If life has solved so many problems to allow you to live today, what happens to the dying thing? Even simple bacteria like E. Coli produce about 50 times their body weight in ATP per cell division. Your trillions of cells need a lot of ATP to keep going. Your body produces and converts about 90 million, billion, billion ATP molecules every day – about your own body weight. You need the ATP of an entire person just to get through a single day. In reality, it is impossible to even store enough ATP for a few minutes. An ATP molecule is very good at moving energy quickly, but it is terrible at storing it because it has only one percent of the energy of a glucose molecule three times its mass.

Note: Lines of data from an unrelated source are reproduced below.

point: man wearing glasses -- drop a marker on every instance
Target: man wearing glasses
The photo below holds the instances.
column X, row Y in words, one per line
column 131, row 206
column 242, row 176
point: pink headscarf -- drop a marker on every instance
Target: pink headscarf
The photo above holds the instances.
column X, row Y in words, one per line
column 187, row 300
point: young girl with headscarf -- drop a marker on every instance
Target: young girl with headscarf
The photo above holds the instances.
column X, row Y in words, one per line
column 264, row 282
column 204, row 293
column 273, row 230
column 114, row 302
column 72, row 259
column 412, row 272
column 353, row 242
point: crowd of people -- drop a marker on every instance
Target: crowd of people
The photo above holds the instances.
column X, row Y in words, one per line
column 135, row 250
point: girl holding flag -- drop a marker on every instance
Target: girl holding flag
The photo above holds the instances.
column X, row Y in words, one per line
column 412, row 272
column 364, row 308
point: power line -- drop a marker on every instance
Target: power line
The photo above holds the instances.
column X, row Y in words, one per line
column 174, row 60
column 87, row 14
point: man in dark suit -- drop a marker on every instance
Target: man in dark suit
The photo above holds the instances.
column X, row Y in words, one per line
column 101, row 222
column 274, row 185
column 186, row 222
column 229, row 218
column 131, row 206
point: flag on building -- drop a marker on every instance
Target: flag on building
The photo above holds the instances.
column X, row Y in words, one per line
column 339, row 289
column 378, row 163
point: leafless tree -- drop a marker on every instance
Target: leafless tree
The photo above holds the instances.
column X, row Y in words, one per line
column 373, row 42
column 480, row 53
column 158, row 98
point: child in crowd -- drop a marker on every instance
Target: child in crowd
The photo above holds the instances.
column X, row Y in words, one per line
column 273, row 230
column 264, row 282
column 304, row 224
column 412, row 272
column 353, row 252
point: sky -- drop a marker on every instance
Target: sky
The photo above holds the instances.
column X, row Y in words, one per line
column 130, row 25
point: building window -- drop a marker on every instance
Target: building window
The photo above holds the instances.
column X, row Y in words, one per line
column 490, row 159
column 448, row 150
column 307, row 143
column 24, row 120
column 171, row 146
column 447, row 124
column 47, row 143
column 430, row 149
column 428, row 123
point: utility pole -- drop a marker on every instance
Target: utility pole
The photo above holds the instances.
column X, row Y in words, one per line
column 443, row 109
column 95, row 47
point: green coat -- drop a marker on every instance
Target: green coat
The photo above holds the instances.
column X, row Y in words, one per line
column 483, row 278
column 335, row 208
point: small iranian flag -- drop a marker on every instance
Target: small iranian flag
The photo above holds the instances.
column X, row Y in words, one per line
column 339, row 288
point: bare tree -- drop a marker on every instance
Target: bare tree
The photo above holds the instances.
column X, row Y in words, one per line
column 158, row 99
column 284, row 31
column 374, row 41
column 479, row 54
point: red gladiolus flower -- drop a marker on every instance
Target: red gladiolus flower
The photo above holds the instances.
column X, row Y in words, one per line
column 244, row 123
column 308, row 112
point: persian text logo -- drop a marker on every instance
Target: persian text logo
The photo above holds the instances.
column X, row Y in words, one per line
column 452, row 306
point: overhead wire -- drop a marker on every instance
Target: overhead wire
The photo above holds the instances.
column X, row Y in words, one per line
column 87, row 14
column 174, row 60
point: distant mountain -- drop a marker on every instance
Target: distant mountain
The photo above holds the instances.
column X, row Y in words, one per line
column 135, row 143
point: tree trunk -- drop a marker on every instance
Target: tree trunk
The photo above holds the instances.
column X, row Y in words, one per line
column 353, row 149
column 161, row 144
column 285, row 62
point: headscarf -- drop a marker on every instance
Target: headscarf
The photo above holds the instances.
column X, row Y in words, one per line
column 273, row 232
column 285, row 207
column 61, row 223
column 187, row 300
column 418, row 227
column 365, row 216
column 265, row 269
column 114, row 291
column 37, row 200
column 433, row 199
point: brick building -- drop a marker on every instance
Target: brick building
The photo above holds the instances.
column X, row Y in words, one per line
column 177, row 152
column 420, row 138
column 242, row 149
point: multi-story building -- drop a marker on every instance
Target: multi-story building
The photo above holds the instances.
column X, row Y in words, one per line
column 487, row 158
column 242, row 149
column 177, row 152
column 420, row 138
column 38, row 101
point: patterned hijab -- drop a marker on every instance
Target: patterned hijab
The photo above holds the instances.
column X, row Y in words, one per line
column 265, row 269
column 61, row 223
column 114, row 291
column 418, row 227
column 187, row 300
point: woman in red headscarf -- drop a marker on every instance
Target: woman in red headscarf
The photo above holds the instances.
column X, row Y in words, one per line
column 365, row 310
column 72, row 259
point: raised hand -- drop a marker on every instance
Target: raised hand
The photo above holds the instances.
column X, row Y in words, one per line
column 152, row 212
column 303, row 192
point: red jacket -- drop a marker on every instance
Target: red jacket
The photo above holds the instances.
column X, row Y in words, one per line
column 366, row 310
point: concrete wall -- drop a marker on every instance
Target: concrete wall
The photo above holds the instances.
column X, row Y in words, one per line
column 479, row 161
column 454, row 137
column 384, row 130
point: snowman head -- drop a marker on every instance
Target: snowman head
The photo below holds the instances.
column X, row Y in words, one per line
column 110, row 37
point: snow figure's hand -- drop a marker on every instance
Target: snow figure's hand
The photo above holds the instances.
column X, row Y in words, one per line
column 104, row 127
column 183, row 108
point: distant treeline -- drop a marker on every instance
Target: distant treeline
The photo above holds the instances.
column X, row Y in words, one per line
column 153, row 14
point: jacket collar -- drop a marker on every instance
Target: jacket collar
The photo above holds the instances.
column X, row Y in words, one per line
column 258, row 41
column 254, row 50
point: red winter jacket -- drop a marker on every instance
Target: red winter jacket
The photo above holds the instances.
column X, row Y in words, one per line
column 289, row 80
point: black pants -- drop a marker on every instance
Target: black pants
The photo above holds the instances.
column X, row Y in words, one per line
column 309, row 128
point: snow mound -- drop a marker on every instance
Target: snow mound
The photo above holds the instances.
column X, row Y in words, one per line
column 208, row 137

Therefore, ATP is constantly produced and consumed quite quickly. That was the short and simplified story of the molecule that allows you to be different from the dead universe, and to be the sneaky one on the escalators. It's a strange story. There is this molecule that you must survive at all times. You need to keep it moving because even a brief pause stops your sneak. And you have to do it yourself. It's like driving a car at full speed while producing fuel in the trunk with garbage collected on the side of the road. As far as we know, it began billions of years ago, when small parts of the dead universe came together and became something more for a moment.
You can move on. Can grow up. At that point the slinky started up and has been running ever since. From the first cells to what you are seeing now. At some point you will merge back into the rest of the dead universe. Maybe you tell him stories about your adventures. Maybe not. But before you know it, you must do what life does best. Making a dead universe much more interesting. (With a Supreme Slinky poster in your room.) *Quack* Duck: Why am I floating aimlessly in this universe?